- Directed by: Reginald Barker
- Screenplay by: Sada Cowan Jefferson Parker
- Story by: Christine Jope-Slade
- Produced by: Trem Carr
- Starring: Charles Farrell Charlotte Henry Beryl Mercer
- Cinematography: Milton R. Krasner
- Edited by: Jack Ogilvie
- Production company: Republic Pictures
- Distributed by: Republic Pictures
- Release date: October 5, 1935;
- Running time: 68 minutes
- Country: United States
- Language: English

= Forbidden Heaven =

1935 film by Reginald Barker

Forbidden Heaven is a 1935 American drama film directed by Reginald Barker and starring Charles Farrell, Charlotte Henry and Beryl Mercer.
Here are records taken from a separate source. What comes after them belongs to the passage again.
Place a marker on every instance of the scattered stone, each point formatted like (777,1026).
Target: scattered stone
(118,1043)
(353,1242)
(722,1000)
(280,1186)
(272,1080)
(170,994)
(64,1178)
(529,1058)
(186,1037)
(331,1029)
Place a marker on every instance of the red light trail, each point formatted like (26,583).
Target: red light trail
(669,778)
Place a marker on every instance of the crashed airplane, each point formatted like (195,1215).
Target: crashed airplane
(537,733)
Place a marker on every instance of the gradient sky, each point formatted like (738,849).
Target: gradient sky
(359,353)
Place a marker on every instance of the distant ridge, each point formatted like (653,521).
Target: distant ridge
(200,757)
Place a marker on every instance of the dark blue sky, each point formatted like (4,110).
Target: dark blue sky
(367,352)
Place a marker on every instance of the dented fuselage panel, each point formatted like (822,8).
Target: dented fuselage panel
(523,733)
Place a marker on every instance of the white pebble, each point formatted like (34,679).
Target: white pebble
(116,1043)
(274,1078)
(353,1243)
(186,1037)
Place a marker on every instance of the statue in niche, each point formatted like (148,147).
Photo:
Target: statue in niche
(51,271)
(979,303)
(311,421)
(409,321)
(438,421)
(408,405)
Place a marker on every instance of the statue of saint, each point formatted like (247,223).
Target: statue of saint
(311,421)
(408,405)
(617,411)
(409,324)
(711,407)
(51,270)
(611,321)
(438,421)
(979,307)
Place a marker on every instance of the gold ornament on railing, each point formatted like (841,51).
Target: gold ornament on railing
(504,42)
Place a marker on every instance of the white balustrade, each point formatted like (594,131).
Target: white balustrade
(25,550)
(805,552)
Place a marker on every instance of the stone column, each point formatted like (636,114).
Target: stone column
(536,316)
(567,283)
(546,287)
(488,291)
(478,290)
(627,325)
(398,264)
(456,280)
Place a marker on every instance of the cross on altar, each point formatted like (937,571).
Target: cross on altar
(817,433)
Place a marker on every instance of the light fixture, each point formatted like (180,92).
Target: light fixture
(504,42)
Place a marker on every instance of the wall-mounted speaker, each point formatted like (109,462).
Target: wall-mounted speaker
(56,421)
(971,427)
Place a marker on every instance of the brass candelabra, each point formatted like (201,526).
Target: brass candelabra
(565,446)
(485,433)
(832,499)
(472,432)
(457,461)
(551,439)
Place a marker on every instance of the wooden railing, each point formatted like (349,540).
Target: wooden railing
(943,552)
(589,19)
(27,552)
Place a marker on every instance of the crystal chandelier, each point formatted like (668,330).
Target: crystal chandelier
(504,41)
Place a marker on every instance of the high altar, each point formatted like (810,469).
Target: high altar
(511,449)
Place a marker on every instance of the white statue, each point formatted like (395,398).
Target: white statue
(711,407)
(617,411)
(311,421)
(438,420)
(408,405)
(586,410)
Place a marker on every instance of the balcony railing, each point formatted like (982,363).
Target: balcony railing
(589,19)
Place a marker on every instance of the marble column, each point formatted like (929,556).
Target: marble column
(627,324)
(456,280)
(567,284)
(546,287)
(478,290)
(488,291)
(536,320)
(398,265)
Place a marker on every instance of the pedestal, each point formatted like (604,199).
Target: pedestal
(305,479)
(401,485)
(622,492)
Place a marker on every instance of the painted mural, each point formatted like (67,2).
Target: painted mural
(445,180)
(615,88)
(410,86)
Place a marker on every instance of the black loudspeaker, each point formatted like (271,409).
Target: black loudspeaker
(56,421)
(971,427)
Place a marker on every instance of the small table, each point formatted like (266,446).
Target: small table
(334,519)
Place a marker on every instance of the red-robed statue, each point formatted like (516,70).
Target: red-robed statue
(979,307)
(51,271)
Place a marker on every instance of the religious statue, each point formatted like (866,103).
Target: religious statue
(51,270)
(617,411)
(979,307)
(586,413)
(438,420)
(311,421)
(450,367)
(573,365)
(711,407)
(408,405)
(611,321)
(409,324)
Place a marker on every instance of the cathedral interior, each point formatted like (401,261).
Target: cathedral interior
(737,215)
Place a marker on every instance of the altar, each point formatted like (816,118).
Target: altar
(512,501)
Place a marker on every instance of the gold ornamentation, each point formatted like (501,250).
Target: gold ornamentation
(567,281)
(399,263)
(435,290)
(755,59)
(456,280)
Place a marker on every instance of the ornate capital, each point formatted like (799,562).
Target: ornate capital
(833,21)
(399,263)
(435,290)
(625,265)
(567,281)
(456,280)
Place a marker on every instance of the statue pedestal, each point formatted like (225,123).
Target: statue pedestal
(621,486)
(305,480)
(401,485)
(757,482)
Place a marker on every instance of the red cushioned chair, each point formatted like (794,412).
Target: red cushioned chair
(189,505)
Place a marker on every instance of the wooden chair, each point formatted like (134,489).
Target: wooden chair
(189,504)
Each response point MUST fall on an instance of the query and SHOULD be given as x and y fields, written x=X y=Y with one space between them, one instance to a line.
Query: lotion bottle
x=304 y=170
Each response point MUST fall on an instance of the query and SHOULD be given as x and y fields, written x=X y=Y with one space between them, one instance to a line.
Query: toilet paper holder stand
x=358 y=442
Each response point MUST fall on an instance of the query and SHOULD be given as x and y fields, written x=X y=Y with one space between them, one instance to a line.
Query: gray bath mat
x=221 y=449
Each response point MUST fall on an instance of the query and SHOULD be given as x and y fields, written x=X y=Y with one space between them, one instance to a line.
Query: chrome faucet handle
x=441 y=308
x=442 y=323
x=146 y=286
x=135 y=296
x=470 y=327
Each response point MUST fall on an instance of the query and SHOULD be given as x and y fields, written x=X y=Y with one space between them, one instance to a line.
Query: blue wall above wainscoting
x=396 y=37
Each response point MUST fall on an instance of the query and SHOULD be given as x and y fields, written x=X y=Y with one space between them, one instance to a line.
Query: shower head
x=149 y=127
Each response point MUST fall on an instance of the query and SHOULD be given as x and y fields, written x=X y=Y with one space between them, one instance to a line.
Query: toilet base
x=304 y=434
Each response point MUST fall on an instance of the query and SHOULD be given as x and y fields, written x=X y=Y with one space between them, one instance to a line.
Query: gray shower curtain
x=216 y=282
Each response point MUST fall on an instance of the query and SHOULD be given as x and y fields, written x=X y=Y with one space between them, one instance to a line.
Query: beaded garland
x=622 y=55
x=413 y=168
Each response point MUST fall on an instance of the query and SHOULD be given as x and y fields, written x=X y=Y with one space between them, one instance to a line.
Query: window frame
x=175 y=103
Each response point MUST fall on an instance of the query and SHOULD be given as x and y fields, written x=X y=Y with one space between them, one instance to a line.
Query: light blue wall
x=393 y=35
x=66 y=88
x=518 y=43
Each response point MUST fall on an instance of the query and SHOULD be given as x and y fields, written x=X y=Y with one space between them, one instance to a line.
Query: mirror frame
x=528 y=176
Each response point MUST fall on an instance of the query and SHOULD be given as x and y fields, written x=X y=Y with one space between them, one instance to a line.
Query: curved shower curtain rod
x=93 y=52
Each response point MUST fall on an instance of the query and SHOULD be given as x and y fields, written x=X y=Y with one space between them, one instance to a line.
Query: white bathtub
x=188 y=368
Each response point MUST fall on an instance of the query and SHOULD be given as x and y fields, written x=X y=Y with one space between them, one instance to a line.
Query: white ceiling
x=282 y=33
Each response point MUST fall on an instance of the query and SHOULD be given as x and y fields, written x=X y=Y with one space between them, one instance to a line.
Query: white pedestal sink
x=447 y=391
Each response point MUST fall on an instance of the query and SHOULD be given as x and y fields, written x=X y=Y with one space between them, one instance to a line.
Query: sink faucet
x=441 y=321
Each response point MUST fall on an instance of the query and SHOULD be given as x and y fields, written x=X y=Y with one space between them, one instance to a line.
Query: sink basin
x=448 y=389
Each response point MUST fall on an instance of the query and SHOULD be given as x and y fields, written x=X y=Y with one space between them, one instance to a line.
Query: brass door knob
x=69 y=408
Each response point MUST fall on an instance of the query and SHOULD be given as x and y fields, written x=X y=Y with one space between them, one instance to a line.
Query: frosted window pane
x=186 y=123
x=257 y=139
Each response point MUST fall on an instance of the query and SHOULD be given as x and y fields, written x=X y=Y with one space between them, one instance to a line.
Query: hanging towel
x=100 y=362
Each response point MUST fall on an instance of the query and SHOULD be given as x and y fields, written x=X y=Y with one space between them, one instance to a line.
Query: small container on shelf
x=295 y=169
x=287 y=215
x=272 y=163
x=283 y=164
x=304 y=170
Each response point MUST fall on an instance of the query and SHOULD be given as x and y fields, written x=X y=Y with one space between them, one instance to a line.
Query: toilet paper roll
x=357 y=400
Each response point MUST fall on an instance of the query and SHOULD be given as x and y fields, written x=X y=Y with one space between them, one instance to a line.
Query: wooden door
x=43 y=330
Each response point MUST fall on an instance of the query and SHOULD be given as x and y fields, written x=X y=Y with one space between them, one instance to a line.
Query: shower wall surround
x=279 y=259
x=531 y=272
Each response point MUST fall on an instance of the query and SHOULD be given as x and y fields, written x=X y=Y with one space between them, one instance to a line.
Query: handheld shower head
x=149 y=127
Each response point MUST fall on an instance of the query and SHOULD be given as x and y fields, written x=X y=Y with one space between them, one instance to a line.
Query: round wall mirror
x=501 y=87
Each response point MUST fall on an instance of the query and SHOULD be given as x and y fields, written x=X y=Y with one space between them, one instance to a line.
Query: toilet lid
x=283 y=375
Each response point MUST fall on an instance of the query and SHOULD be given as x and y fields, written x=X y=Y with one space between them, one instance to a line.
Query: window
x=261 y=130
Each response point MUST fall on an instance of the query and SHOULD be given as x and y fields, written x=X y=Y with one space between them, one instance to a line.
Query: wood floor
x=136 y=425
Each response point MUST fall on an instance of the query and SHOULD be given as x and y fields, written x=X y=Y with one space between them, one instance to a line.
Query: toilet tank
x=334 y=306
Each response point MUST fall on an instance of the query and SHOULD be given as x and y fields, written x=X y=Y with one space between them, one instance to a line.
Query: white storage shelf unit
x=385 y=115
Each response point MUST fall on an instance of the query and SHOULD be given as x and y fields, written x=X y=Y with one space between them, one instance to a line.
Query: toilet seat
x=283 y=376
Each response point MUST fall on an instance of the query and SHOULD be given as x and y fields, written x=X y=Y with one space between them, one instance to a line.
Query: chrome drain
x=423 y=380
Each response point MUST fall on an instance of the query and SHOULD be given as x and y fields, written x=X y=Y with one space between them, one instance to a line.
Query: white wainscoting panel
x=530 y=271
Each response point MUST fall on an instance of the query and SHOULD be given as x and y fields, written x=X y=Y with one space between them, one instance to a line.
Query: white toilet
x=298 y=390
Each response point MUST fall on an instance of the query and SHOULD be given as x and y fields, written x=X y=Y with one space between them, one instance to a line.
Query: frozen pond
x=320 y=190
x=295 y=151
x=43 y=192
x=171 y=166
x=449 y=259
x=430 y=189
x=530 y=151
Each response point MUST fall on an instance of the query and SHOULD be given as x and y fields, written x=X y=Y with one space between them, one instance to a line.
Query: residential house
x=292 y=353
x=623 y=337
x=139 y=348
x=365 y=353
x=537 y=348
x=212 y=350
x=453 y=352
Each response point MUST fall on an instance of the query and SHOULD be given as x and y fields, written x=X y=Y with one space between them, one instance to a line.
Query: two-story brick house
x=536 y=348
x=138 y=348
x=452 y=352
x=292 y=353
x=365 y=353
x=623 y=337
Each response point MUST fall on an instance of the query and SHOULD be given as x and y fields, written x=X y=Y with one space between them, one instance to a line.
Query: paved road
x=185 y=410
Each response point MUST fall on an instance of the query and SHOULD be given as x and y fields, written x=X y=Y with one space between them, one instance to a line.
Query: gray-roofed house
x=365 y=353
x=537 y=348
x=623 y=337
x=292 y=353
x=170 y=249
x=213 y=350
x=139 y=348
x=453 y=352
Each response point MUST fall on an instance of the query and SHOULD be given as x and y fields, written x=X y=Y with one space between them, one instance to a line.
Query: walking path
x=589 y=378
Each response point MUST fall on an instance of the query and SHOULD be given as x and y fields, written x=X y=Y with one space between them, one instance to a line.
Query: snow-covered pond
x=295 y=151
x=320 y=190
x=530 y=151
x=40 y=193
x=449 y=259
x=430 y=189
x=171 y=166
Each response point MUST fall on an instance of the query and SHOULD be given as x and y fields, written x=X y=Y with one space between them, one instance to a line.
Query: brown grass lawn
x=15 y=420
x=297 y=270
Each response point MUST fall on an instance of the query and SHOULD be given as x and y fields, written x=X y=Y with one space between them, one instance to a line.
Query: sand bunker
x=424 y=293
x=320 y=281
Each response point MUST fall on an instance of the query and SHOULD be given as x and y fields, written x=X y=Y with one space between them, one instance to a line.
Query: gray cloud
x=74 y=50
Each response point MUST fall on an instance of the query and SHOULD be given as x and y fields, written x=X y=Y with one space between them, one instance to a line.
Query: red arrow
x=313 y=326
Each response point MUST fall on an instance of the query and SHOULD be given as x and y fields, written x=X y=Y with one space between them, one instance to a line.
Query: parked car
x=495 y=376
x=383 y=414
The film was the first original production by Republic Pictures, which had previously distributed films produced by its predecessor companies such as Majestic and Liberty Pictures. It was shot at the Culver Studios of RKO.

==Plot==
A young American girl in London in the midst of the Great Depression attempts to commit suicide by drowning herself in Hyde Park. She is rescued by a trio of homeless park-dwellers who nurse her back to health. One of them, Archer, is an aspiring politician; he and Ann fall in love as they all look for work.

==Cast==
- Charles Farrell as Mr. Archer / Nibs
- Charlotte Henry as Ann
- Beryl Mercer as Agnes
- Fred Walton as Pluffy
- Eric Wilton as Warren Radford
- Phyllis Barry as Sybil Radford
- Eric Snowden as Speaker
- Barry Winton as 	Allen

==Critical reception==
A reviewer in Variety wrote, "The attempt to recall Seventh Heaven, both in the title and some of the plot material, is obvious."